Sorti frais émoulu de l'Académie militaire avec le grade de lieutenant, Giovanni Drogo rêve d'une carrière rythmée par des actes de bravoure et des faits d'armes glorieux. Pour son premier poste, il est affecté à la garnison du fort Bastiani, une vieille place forte éloignée dans les montagnes, à la frontière d'un mystérieux royaume du Nord, au bord d'une immense plaine aride et empierrée s'étendant à perte de vue. Un désert d'où l'on dit qu'un jour surgiront des envahisseurs : des Tartares, si l'on en croit d'anciennes légendes mythiques ; on aurait pu dire des Martiens ou des Extraterrestres.

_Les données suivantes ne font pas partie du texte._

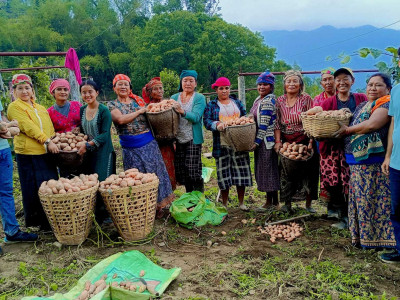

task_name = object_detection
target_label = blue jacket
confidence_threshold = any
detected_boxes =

Le fort est une vieille bâtisse, peu accueillante, peu confortable, peu fonctionnelle, totalement isolée dans des paysages minéraux, sauvages, ravinés, dont les confins disparaissent sous les brumes. le formalisme militaire est empesé, les rapports hiérarchiques convenus. Déçu, Drogo envisage de demander sa mutation en ville, mais il se laisse convaincre d'effectuer une période de quatre mois, à l'issue de laquelle il sera libre de partir.

Des rumeurs font miroiter l'imminence de circonstances exceptionnelles – l’offensive de l'ennemi ne saurait tarder ! – susceptibles d'apporter grandeur et noblesse aux destinées des soldats présents. Alors Drogo décidera de rester au fort au-delà des quatre mois, au-delà de quatre années et bien plus encore. Comme la plupart des militaires en poste, il persistera à se nourrir de l'espoir, de l'attente chimérique d'un événement annoncé qui ne survient pas, qui pourrait survenir ou ne jamais survenir, et qui surviendra peut-être juste quand on ne l'attendra plus…

Mais l'attente de l'événement pourrait n'être qu'un prétexte, la justification d'un choix inconscient et moins noble, auquel nous risquons tous d'être confrontés : l'accommodement à la médiocrité. le confort du fort est précaire, mais les petits désagréments quotidiens finissent par tisser une intimité monotone et rassurante dans laquelle chacun aime à se blottir. Il en est de même pour les rituels militaires, contraignants, mais auxquels leur tonalité et leur échelonnement prévisibles confèrent un ronronnement familier. le caractère protocolaire des rituels conforte aussi le sentiment d'être intégré à un système initiatique flatteur. L'estime montrée par les inférieurs et qu'on voue à ses supérieurs compense celle que l'on n'est pas certain d'avoir pour soi-même.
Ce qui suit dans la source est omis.